Trump’s current situation is a media creation. He has a bit of charisma (this is undeniably true, no matter what you may think of his policies) and is a known name and face from his appearance on a popular TV show (US Apprentice) so has instant name recognition with everyone who is asked an opinion at this stage.
But many voters will not really have made their mind up about a preferred Republican nominee yet, never mind their choice of a Presidential candidate. Voters are much less vexed about the General Election this far away from the day than the journalists and pollsters whose job it is to generate interest in political stories.
The rules of the game Trump is playing really matter here too. For him to become President he (realistically) needs to win the Republican nomination, and this is a process in which behind-the-scenes political manoeuvring is common-place and influential. So if the Republican establishment decides it doesn’t want Trump as its candidate then he’s very unlikely to become their candidate, even if his popular support manages to hold up (which it probably won’t).

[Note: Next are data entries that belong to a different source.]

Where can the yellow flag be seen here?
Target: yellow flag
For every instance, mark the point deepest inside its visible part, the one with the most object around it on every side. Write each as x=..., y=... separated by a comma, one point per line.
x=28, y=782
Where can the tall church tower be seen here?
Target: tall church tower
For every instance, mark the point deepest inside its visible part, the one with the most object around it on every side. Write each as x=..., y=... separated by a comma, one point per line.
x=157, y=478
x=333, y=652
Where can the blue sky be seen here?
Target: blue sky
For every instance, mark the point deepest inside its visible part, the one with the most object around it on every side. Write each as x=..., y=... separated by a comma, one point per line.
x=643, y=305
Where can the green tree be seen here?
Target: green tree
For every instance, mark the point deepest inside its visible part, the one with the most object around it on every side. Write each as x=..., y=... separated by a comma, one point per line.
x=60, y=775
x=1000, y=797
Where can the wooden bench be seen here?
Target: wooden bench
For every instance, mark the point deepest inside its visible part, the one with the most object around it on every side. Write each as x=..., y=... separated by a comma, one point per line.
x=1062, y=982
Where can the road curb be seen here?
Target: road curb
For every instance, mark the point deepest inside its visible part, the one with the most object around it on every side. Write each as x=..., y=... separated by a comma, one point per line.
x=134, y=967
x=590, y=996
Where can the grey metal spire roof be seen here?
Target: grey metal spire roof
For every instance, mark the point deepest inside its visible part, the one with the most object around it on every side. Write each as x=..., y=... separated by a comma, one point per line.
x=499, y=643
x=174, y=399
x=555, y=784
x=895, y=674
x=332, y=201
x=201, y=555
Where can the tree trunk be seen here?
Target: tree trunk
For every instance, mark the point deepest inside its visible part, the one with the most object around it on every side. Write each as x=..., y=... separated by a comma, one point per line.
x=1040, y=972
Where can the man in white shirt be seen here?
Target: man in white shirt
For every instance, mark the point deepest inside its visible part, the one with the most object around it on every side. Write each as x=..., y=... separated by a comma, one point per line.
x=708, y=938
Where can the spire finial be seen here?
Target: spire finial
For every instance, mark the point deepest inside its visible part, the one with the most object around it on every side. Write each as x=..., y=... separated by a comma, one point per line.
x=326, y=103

But it’s very unlikely Trump can win the Republican nomination anyway. The rules governing the electoral process of finding a Republican nominees are complex, but have a built in disadvantage to candidates like Trump who are very unpopular in Democratic leaning constituencies.
And even if Trump does manage to secure the nomination, and even if he doesn’t get trounced by Hillary Clinton in the Presidential debates and campaigning, there is still the ‘when push comes to shove’ principle.
On the morning of polling on November 8th, if Trump really is the Republican nominee then millions of Americans are going to ask themselves ‘do I REALLY want to see Donald Trump as the next leader of the Free World?’.